Baseball Players No Longer Can Risk Showing Up Fat
It used to be expected that only the richest of baseball players could afford the luxurious ritual to remove fat. They would wobble off to Hot Springs, Ark., or French Lick, Ind., and have themselves massaged, pounded with salt, follow a schedule of steamed baths and hunker down in square boxes with light bulbs inside intended to create an artificial heat that would induce perspiration. An ordeal with one simple aspiration: lose weight.
Then they would submerge their bodies in the waters of the spa for what healing magic they possessed. Maybe it was more psychological than physical. But the athletes playing baseball today come to major-league training camps without need for special diets and visits to health resorts. Stomachs are flat and hard.
In a word, they are fit to play, which is maybe the most important difference baseball has witnessed the past 50 years. Salaries are the source of such physical motivation.
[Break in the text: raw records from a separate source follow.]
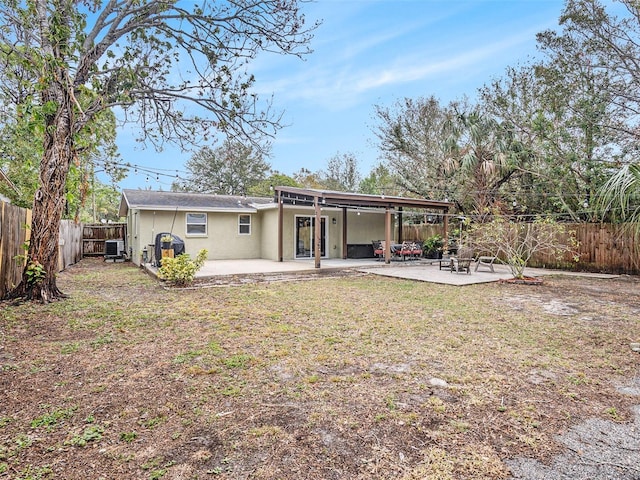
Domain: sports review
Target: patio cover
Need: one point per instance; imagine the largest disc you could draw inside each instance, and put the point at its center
(347, 200)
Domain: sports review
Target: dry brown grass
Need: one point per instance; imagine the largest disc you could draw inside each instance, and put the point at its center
(323, 379)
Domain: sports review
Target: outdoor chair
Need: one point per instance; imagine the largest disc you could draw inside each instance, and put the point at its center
(485, 261)
(378, 249)
(462, 261)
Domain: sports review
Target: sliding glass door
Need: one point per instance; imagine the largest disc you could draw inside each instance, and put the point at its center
(305, 234)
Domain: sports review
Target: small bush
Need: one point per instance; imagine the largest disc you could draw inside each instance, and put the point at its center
(181, 270)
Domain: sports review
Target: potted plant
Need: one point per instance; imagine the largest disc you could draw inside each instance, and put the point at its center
(432, 247)
(165, 242)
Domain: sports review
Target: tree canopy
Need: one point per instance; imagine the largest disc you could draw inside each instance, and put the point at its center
(145, 60)
(233, 168)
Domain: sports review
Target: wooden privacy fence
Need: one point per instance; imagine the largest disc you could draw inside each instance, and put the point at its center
(95, 234)
(14, 232)
(13, 236)
(603, 247)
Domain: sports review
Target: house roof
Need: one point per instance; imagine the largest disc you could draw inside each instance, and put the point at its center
(306, 196)
(180, 201)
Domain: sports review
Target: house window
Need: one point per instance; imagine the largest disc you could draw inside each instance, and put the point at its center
(196, 223)
(244, 224)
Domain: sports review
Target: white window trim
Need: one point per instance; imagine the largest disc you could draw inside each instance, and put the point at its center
(244, 224)
(206, 224)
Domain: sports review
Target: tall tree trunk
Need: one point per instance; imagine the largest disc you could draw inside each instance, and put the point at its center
(39, 283)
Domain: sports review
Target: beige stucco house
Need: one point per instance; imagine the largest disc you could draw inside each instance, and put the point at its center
(281, 227)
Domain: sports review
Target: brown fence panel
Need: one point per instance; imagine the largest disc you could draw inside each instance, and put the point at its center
(603, 248)
(13, 235)
(94, 236)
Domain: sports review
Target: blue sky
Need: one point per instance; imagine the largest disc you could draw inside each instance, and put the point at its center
(367, 53)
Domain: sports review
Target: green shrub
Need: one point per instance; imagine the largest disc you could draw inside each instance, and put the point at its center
(181, 270)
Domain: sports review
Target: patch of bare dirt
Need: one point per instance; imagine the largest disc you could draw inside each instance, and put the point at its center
(345, 376)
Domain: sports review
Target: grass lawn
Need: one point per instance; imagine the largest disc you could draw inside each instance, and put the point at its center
(354, 377)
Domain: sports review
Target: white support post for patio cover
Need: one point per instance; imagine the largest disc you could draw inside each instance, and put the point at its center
(316, 233)
(387, 235)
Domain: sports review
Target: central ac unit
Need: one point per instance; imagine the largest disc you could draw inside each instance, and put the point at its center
(114, 248)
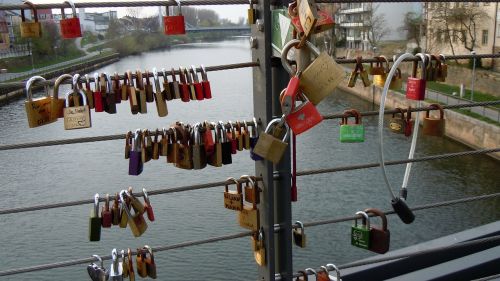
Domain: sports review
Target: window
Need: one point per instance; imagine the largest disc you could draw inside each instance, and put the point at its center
(485, 37)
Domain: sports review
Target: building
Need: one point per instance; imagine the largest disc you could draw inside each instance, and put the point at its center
(446, 32)
(355, 20)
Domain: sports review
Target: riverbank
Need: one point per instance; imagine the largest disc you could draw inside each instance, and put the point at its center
(459, 127)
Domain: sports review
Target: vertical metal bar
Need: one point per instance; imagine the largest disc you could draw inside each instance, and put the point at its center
(262, 103)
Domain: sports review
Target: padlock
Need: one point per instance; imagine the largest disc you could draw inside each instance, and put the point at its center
(174, 25)
(116, 270)
(146, 146)
(173, 147)
(89, 93)
(352, 132)
(252, 14)
(207, 92)
(136, 221)
(117, 88)
(150, 262)
(185, 151)
(409, 123)
(132, 95)
(161, 104)
(442, 69)
(398, 123)
(380, 237)
(37, 110)
(198, 88)
(77, 117)
(397, 81)
(183, 85)
(320, 78)
(270, 147)
(141, 92)
(226, 144)
(106, 216)
(303, 117)
(252, 190)
(415, 87)
(56, 103)
(249, 217)
(167, 88)
(70, 28)
(98, 100)
(97, 272)
(30, 29)
(233, 200)
(95, 221)
(174, 86)
(110, 98)
(156, 146)
(199, 152)
(253, 138)
(148, 88)
(299, 236)
(360, 235)
(215, 159)
(434, 126)
(135, 161)
(231, 135)
(115, 211)
(147, 206)
(260, 253)
(140, 259)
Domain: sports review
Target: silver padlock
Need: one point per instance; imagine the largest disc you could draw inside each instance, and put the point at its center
(116, 270)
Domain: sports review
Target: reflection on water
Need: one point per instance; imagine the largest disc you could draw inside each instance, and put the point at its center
(72, 172)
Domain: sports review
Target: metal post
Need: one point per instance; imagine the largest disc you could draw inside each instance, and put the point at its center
(473, 75)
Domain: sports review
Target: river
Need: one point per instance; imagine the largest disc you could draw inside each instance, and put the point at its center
(73, 172)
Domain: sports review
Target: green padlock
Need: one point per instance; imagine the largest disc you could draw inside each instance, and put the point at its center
(352, 132)
(360, 235)
(95, 221)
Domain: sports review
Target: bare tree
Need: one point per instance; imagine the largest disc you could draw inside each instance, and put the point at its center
(375, 26)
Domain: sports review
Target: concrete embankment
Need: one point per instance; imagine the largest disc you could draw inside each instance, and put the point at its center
(462, 128)
(9, 93)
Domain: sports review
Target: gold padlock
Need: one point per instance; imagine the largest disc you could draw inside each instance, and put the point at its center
(30, 29)
(37, 110)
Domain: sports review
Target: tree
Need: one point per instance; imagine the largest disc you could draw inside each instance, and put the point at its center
(412, 24)
(375, 26)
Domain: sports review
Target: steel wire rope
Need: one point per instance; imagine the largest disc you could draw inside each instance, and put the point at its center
(475, 242)
(231, 237)
(150, 75)
(152, 132)
(222, 183)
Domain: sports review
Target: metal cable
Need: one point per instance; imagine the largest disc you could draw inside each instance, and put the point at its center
(397, 162)
(108, 257)
(240, 235)
(121, 76)
(495, 238)
(122, 136)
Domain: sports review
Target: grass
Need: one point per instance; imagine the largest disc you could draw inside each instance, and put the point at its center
(21, 64)
(449, 89)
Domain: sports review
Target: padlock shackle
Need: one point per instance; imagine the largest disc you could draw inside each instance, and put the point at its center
(379, 213)
(58, 81)
(436, 107)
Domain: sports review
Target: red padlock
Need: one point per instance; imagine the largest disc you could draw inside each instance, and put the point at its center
(207, 92)
(147, 206)
(197, 85)
(98, 103)
(415, 87)
(174, 25)
(184, 88)
(70, 28)
(303, 117)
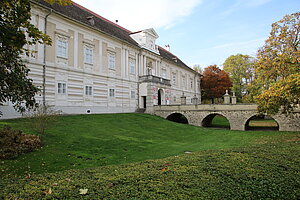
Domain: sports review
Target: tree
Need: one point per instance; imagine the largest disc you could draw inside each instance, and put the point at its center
(214, 82)
(17, 32)
(278, 67)
(197, 68)
(241, 71)
(282, 96)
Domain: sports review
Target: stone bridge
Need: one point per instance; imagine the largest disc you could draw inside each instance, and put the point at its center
(238, 115)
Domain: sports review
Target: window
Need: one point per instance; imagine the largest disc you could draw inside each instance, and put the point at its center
(132, 66)
(88, 55)
(174, 79)
(183, 82)
(111, 60)
(163, 73)
(61, 88)
(62, 48)
(111, 92)
(132, 94)
(88, 90)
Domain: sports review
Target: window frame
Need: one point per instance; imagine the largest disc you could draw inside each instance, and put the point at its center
(111, 92)
(61, 90)
(111, 62)
(132, 66)
(62, 50)
(132, 94)
(88, 91)
(88, 55)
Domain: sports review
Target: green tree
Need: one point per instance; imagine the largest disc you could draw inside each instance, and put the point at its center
(16, 32)
(278, 67)
(197, 68)
(241, 71)
(214, 82)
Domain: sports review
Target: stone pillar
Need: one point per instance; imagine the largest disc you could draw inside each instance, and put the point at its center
(183, 99)
(195, 100)
(233, 98)
(226, 98)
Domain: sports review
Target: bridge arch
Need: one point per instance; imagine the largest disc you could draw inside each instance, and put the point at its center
(178, 117)
(262, 122)
(207, 120)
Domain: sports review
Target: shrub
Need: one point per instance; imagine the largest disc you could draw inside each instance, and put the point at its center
(14, 143)
(43, 118)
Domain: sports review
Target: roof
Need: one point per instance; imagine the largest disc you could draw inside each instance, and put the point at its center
(81, 14)
(172, 58)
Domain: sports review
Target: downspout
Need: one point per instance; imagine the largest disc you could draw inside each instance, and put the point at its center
(44, 62)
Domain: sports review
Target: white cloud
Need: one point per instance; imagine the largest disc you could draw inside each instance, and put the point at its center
(141, 14)
(239, 4)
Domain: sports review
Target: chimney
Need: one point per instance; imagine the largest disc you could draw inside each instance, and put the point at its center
(91, 20)
(168, 48)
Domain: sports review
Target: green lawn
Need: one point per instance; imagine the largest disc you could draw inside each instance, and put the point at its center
(140, 156)
(267, 170)
(84, 141)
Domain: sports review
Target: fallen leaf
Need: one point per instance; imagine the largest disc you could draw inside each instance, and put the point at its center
(83, 191)
(49, 191)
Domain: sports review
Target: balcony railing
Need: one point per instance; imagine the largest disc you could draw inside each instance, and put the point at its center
(154, 79)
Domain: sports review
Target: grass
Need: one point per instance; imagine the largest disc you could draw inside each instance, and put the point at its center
(268, 170)
(124, 146)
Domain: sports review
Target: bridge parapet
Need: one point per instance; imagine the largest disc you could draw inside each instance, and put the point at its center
(238, 115)
(207, 107)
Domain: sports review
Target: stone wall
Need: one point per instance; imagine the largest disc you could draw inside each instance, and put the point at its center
(237, 115)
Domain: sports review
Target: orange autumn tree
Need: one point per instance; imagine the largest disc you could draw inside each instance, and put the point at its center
(278, 68)
(214, 83)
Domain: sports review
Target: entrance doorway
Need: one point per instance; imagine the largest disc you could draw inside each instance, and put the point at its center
(144, 101)
(160, 97)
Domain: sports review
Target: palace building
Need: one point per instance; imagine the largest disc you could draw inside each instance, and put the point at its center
(97, 66)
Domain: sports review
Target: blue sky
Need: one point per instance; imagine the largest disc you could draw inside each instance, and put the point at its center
(201, 32)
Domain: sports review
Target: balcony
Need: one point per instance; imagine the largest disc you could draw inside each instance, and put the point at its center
(154, 79)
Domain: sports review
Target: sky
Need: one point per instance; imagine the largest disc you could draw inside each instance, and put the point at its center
(202, 32)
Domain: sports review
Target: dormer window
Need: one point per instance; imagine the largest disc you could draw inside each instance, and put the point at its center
(146, 39)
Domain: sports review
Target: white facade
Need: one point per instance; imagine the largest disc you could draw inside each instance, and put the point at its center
(89, 71)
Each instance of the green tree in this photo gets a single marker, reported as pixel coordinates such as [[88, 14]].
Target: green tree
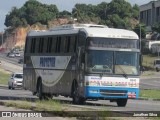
[[140, 29], [31, 13]]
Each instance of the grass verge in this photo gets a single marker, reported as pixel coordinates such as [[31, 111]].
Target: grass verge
[[4, 76], [153, 94]]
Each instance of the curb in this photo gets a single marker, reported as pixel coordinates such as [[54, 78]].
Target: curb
[[148, 99]]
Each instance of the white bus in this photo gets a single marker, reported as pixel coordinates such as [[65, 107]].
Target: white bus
[[83, 61]]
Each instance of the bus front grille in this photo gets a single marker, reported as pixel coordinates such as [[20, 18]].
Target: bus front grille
[[113, 92]]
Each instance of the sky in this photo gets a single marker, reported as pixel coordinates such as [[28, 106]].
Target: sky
[[7, 5]]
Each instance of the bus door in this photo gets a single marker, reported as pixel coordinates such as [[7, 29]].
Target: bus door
[[80, 71]]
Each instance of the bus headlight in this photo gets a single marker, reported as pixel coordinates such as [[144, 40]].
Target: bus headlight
[[92, 83]]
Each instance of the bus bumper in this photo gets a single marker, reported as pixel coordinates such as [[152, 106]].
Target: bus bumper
[[111, 92]]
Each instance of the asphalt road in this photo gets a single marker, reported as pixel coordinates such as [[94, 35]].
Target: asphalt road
[[132, 105], [11, 64]]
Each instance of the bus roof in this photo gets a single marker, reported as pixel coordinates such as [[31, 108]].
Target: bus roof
[[91, 30], [110, 33]]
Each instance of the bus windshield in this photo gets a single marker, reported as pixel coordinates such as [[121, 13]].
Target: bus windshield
[[110, 62]]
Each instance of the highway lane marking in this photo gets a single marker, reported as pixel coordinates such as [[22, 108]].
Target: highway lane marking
[[157, 81]]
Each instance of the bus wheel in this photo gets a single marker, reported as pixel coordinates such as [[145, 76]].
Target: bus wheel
[[39, 91], [76, 98], [157, 69], [121, 102]]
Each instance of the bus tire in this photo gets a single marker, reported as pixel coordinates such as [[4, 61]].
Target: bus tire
[[157, 69], [122, 102], [75, 95], [39, 90]]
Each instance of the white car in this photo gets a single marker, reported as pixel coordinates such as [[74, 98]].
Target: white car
[[15, 81], [17, 54]]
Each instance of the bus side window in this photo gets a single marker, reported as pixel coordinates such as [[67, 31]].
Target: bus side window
[[49, 44], [53, 45], [28, 43], [45, 45], [72, 44], [63, 44], [41, 42], [33, 44], [58, 44], [67, 44], [81, 40]]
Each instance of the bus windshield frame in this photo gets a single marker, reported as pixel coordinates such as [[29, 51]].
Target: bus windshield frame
[[112, 59]]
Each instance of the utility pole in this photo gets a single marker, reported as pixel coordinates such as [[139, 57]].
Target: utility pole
[[2, 39]]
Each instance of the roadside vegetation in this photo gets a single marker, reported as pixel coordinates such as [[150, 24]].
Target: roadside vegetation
[[151, 94], [4, 76]]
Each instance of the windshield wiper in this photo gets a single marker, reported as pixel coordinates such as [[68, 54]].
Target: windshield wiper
[[105, 67], [124, 73]]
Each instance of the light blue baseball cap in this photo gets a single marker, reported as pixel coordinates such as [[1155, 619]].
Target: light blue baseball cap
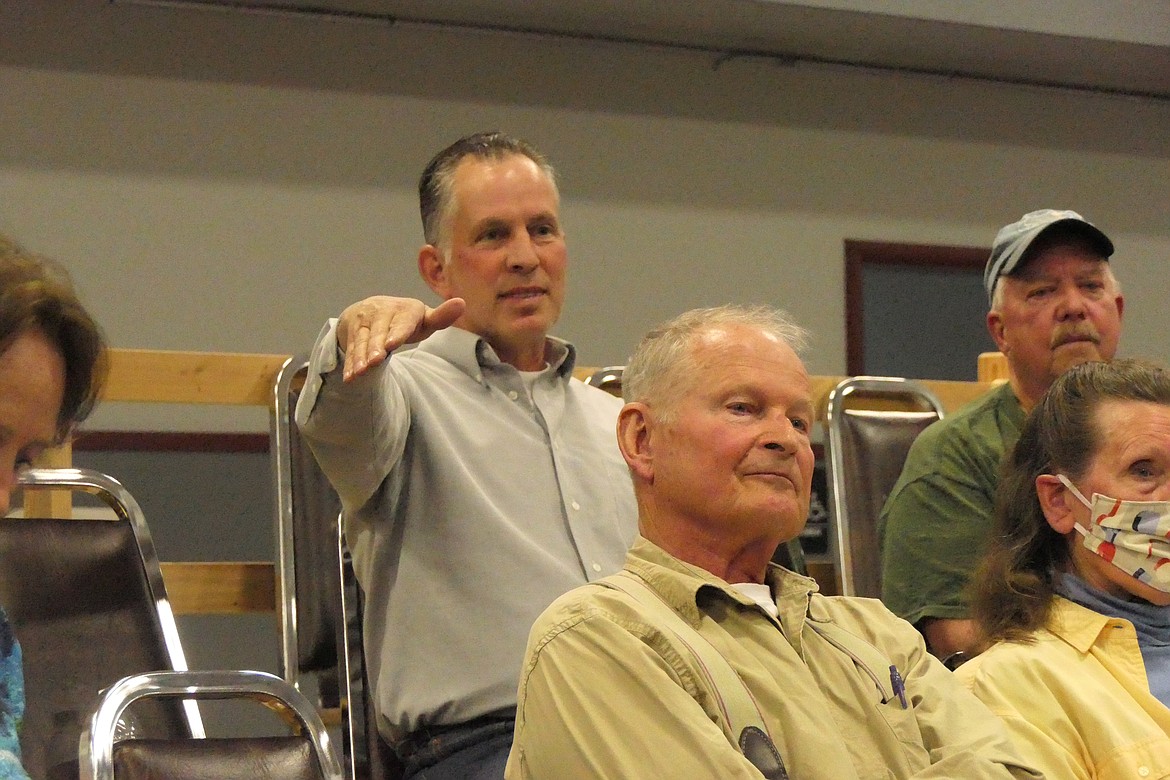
[[1013, 240]]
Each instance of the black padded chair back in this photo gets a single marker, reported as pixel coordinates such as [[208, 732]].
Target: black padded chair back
[[319, 596], [872, 422], [307, 516], [303, 754], [87, 602]]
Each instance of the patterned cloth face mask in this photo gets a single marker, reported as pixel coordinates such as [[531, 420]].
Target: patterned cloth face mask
[[1134, 536]]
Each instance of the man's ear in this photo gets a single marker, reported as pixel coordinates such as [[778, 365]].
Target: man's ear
[[996, 328], [433, 270], [1057, 503], [634, 427]]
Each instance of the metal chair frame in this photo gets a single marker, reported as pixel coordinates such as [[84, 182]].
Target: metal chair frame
[[893, 388]]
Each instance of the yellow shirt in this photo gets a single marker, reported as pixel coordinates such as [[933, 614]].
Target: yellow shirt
[[607, 692], [1076, 701]]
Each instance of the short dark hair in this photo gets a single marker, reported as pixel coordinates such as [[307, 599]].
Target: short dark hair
[[659, 370], [435, 183], [1012, 589], [36, 294]]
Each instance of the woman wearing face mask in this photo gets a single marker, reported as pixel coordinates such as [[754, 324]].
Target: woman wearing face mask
[[52, 364], [1074, 591]]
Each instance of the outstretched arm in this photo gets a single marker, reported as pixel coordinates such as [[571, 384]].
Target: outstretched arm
[[372, 328]]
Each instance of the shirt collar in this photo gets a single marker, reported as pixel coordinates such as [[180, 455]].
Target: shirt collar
[[472, 354], [1078, 626], [687, 587]]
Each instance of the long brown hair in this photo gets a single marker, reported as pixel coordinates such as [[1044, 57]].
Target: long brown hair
[[1012, 589]]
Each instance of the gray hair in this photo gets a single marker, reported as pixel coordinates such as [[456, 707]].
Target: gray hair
[[658, 370], [436, 201]]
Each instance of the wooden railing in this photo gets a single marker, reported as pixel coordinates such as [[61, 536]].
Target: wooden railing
[[163, 377]]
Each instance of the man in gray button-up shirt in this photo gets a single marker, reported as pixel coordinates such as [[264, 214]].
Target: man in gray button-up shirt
[[479, 480]]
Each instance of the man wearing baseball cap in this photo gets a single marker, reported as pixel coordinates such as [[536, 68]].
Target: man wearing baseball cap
[[1054, 303]]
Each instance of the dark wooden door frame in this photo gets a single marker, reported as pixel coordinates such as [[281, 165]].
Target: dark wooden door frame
[[885, 253]]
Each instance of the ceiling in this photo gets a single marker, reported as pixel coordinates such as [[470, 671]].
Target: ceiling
[[1095, 46]]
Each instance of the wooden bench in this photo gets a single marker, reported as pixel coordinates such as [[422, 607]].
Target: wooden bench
[[233, 379]]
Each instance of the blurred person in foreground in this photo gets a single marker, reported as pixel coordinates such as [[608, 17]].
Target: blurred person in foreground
[[52, 366], [621, 676], [1074, 591], [480, 480]]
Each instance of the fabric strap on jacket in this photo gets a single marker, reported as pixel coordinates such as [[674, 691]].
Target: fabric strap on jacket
[[742, 720]]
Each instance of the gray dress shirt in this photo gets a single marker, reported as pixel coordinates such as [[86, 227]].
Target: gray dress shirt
[[469, 506]]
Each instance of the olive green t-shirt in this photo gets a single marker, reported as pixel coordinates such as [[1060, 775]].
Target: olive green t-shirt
[[935, 524]]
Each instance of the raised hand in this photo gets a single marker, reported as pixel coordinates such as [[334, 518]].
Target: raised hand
[[370, 329]]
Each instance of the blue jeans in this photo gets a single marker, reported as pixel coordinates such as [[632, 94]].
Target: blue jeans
[[476, 750]]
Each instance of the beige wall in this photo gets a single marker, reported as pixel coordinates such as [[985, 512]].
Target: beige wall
[[225, 181]]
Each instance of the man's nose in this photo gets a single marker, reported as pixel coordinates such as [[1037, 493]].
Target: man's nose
[[1073, 304], [780, 435], [522, 256]]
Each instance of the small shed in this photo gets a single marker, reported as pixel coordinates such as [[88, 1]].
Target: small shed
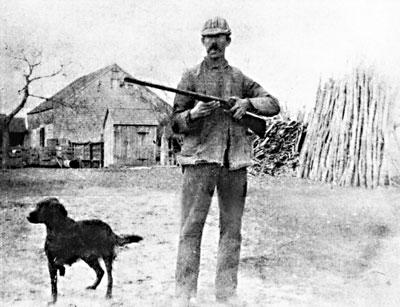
[[130, 137], [18, 131]]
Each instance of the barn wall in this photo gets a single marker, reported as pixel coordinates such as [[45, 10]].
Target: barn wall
[[40, 119], [84, 121], [108, 136], [134, 145], [34, 134]]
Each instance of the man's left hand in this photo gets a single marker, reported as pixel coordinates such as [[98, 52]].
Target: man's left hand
[[240, 107]]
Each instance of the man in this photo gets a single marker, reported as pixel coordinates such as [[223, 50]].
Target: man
[[215, 153]]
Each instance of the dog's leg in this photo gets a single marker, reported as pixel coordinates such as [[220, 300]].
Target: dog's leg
[[53, 281], [95, 265], [108, 262]]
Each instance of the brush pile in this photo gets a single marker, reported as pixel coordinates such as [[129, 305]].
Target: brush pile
[[347, 133], [278, 151]]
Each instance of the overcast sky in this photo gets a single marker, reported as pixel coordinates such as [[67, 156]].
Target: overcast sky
[[286, 46]]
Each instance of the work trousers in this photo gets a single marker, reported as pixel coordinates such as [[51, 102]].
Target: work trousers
[[199, 182]]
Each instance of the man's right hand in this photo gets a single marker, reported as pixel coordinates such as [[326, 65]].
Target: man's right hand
[[203, 109]]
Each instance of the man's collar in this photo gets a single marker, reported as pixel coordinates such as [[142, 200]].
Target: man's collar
[[221, 63]]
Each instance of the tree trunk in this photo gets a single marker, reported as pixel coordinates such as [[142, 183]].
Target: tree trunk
[[5, 147]]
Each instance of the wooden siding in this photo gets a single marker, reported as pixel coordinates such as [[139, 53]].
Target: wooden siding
[[108, 137], [134, 145]]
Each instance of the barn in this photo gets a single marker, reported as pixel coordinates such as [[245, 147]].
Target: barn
[[18, 131], [76, 114], [130, 137]]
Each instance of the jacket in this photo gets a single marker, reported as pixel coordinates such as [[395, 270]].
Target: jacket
[[218, 138]]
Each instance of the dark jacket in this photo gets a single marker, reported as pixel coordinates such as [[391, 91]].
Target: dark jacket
[[217, 138]]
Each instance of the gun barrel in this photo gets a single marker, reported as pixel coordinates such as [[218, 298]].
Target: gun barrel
[[256, 123], [195, 95]]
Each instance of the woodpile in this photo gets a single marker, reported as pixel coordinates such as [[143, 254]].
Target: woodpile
[[278, 151], [347, 132]]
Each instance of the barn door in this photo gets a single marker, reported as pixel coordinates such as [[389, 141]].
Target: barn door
[[134, 145]]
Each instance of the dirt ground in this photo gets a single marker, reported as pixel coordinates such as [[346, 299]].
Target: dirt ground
[[304, 243]]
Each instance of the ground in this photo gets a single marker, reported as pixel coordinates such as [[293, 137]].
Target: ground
[[304, 243]]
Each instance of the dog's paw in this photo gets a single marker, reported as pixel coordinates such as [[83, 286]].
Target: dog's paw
[[61, 270]]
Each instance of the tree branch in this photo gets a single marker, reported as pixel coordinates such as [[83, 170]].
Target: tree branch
[[48, 76], [40, 97]]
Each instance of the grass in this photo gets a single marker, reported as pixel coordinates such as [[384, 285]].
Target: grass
[[314, 237]]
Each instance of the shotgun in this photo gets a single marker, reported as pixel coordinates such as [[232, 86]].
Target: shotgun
[[255, 123]]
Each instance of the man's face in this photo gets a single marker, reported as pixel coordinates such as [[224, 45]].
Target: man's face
[[215, 45]]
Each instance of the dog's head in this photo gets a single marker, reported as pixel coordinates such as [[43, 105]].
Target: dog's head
[[48, 211]]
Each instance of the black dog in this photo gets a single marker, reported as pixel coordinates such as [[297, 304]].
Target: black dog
[[67, 241]]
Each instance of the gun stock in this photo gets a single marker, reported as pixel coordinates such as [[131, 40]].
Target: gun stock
[[250, 120]]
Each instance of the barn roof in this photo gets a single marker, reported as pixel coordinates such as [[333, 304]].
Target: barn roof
[[130, 116], [71, 89], [17, 124], [161, 106]]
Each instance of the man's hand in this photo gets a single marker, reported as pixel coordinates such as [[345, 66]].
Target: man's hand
[[203, 109], [240, 107]]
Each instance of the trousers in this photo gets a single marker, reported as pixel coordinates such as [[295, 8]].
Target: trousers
[[199, 183]]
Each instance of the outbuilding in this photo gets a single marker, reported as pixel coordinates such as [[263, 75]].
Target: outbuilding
[[130, 137]]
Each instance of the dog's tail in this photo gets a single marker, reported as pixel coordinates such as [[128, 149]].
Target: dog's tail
[[126, 239]]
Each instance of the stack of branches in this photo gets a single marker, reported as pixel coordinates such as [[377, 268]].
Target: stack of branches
[[347, 132], [278, 151]]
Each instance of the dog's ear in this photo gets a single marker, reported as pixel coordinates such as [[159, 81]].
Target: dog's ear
[[57, 206]]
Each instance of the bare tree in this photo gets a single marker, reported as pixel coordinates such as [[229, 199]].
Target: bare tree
[[29, 62]]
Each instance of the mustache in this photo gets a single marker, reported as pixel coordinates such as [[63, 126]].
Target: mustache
[[213, 47]]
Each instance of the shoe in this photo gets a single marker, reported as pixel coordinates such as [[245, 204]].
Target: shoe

When fringe players can command multimillion-dollar contracts, there's no way a man is going to be fool enough to eat himself out of the league and shorten or terminate a career.
Players living in the upper half of the country, the so-called "frozen north," have been taking indoor batting practice and extending their arms in throwing drills, courtesy of domed or indoor facilities, for six weeks. Most of the preliminary work has been done before they even arrive in training camp. Another positive change.
Again, most candidates, veterans and rookies, report in excellent shape, ready, if need be, to run wind sprints the first day of arrival. That was unheard of in the not so dim and distant past. The first 10 days of camp were generally spent on conditioning, calisthenics, running the perimeter of the outfield, foul line to foul line.
And they even had an almost worthless piece of equipment called a medicine ball, which was something out-of-shape business executives tossed around in their leisure when visiting a gym.
With the progressive aspect of players being in first-rate condition is the awareness that the purity of fun has vanished from training camp. It was inevitable, a situation altered by a salary scale that has elevated baseball to more of a business for a player than ever before.
Most major-leaguers once considered themselves fortunate to have a wintertime job, maybe driving a heating-oil truck, to cover offseason living expenses.
Again, a contract worth $1 million has almost become bottom-line so, in this era, there's no need for a second job.
Baseball is a full-time occupation, with the pay and benefits at such a peak, a man would be a fool to take on excess pounds in the offseason or endanger a future by "eating himself" out of the league. The competition is too severe. That's why players don't wine and dine themselves to anything remotely approaching obesity.
Team hotels in spring training were always crowded with players. Not any more. There are more coaches and club executives holding forth there than members of the training-camp roster.
The players have rented condominiums to enjoy the best of Florida and Arizona living and drive expensive cars to the ballpark.
It used to be the start of a training-camp day meant the entire team walked en masse from the hotel to the practice site, which used to be done to "help get the legs in shape," and returned the same way.
How times have changed. It's a far cry from Babe Ruth, green as grass, in training camp with the Baltimore Orioles, seeing a hotel elevator in Fayetteville, N.C., for the first time, and riding it ad infinitum, as though he had found a new toy.
And then there were the perennial snipe hunts. Unsuspecting rookies would be given a burlap bag, a baseball bat and told that at nightfall they should go into the brush, beat the ground and hold the sack open for the snipe to enter. All they ever caught was a bundle of air.
It has been estimated that in 1935, the height of the Great Depression, that 400 boys and grown men either hitch-hiked to Florida or rode the rails with a clothes roll and a baseball glove - looking for tryouts in major-league camps.
A scant few were signed to minor-league contracts, but the migration suggested the desperation of a country where playing baseball for a living might be a way to making a dollar for the out-of-work factory employee or farmhand.
The most celebrated of all training-camp characters was Lou Mandel, who made the tour of the workout sites, describing the number of strikeouts he had recorded the day before at some other place or how far he had hit a batting-practice pitch. Some of the regulars looked out for Mandel, giving him a place to sleep, like the floor of their hotel room, and buy him a meal for the unknowing entertainment he provided.
Usually, the manager and general manager invited him to leave. But, undeterred, he'd move on to the next Florida village or hamlet, where a major- or minor-league club might be bivouacked. In the evenings, he'd stand in the hotel lobby, act the part, and, suddenly, a player would ask him if he had been spending any time in the sliding pit.
"No," he'd say. "I'm a natural slider and don't need to practice. Watch this." And with that he'd sprint across the lobby to where the floor had been buffed and fall into a hook slide. Usually, the players would applaud and the registration clerk behind the desk couldn't believe what he had just witnessed.
The Lou Mandels aren't around any more. And that's sad. But neither are fat baseball players in the springtime and, realistically, that's how it should be.